Microsoft employees looking to connect with nature can bring their laptops with them when they visit a new spot on the software giant’s Redmond, Wash., campus.
Perhaps with an eye toward the Spheres in downtown Seattle, Microsoft has beaten Amazon to the trees and built a space that’s actually outdoors, designed to help its workers clear their heads and focus away from the normal work environment.
Constructed this summer by builder Pete Nelson of the TV show “Treehouse Masters,” the structures — two enclosed treehouses and an elevated roost called the Crow’s Nest — are situated between buildings 30-32. It’s all more “Hobbit than HQ,” says a story on the company’s website.
Microsoft surveyed employees about what they were most looking for in a work environment, and people said given the opportunity, they would like to work outside more.
Because recruiting is such a big deal in the Seattle region’s hyper-competitive tech environment, the story references Amazon without calling out the e-commerce giant by name.

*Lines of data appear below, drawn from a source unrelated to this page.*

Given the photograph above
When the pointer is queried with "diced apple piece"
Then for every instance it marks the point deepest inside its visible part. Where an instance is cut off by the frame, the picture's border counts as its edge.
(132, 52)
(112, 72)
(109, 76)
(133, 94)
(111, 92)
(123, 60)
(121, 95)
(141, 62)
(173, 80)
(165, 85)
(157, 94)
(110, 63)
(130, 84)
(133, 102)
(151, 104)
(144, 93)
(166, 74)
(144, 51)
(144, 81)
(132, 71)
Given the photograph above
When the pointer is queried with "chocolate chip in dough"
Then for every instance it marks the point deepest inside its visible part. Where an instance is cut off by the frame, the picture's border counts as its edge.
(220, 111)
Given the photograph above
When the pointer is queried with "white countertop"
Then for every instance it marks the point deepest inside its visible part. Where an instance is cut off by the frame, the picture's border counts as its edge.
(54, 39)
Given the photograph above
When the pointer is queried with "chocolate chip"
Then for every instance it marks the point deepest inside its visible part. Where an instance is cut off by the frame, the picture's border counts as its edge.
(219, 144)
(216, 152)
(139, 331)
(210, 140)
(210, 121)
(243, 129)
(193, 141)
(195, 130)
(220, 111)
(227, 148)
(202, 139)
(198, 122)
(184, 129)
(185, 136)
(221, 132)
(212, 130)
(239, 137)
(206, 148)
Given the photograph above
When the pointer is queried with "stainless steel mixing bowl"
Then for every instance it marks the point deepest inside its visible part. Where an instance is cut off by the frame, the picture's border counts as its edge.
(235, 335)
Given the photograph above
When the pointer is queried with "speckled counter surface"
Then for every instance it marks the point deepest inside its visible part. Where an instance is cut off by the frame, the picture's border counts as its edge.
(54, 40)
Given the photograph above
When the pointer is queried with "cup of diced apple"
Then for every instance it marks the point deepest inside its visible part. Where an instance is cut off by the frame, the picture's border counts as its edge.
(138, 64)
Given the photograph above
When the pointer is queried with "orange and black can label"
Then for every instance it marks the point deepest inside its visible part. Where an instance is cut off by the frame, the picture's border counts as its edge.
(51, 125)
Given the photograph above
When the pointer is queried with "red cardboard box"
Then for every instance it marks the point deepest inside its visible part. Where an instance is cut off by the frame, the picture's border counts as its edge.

The Spheres are set to open early next year to employees and will feature hundreds of plants in a temperature- and humidity-controlled setting.
While some companies have moved toward the trend of creating green indoor spaces that function as proxies for the outdoors, Microsoft has something unique that most companies located within large metropolitan areas don’t have: a 500-acre campus nestled in the woods, with greenspace and wildlife galore.
“A lot of people are like, ‘where’s the AV?’ And I’m like, it’s a treehouse,” said Bret Boulter, who works in Real Estate & Facilities on the Redmond campus and headed up the project. “We wanted people to intentionally unplug, because they are sitting in front of screens all day long.”